Selain itu menurut Daryono, BMKG juga mengkaji anomali kecepatan gelombang P dan S kemudian mengkaji total electron content hingga suhu.
"Kalau yang mencakup wilayah jauh BMKG menggunakan metode anomali kemagnetan bumi dan total electron content," ujar Daryono.
Daryono juga menegaskan bahwa potensi gempa memang bisa diprediksi namun ketepatan prediksi tersebut masih belum konsisten.
"Potensi bisa diprediksi tetapi hingga saat ini periset gempa di seluruh dunia sepakat belum ada alat yang memprediksi dengan akurat dan tepat terkadang ada yang konsisten tapi masih banyak yang tidak konsisten," kata Daryono.
Sehingga menurutnya saat ini riset prekursor BMKG masih tetap dalam kajian yang terus dilakukan.

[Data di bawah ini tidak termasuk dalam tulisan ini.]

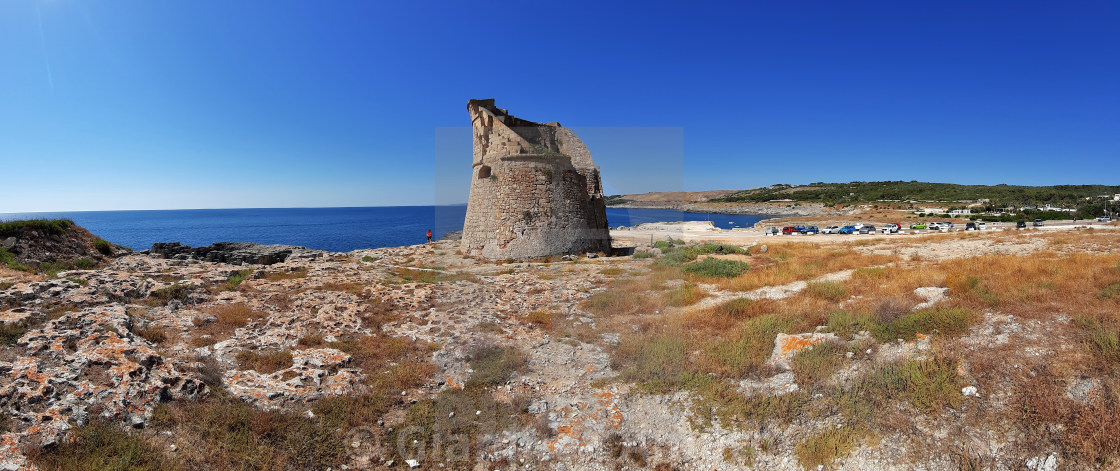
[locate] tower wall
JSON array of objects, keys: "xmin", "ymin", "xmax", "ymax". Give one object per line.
[{"xmin": 461, "ymin": 101, "xmax": 610, "ymax": 260}]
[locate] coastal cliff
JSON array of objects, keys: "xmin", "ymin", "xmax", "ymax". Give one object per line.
[{"xmin": 0, "ymin": 221, "xmax": 1120, "ymax": 470}]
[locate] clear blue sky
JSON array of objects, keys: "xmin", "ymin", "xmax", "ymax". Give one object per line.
[{"xmin": 0, "ymin": 0, "xmax": 1120, "ymax": 213}]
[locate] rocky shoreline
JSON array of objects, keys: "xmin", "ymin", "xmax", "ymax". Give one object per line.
[
  {"xmin": 0, "ymin": 224, "xmax": 1117, "ymax": 471},
  {"xmin": 608, "ymin": 201, "xmax": 856, "ymax": 218}
]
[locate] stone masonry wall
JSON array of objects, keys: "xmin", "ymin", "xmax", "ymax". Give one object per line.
[{"xmin": 461, "ymin": 100, "xmax": 610, "ymax": 260}]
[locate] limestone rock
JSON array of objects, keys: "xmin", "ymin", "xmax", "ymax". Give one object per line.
[
  {"xmin": 151, "ymin": 242, "xmax": 316, "ymax": 265},
  {"xmin": 0, "ymin": 304, "xmax": 206, "ymax": 448},
  {"xmin": 461, "ymin": 100, "xmax": 610, "ymax": 260},
  {"xmin": 769, "ymin": 332, "xmax": 837, "ymax": 369},
  {"xmin": 1026, "ymin": 453, "xmax": 1058, "ymax": 471}
]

Namun dalam mengoperasionalkan dan mengkajinya, menurutnya BMKG belum menginformasikan hasilnya kepada masyarakat karena tidak ingin membuat panik dengan sesuatu yang masih belum pasti.
Daryono juga mengatakan, bahwa gempa dengan magnitudo di bawah 6 sangat banyak dan sering terjadi di Indonesia.
Sehingga jika akan melakukan pengujian sebaiknya terhadap gempa dengan magnitudo di atas 6.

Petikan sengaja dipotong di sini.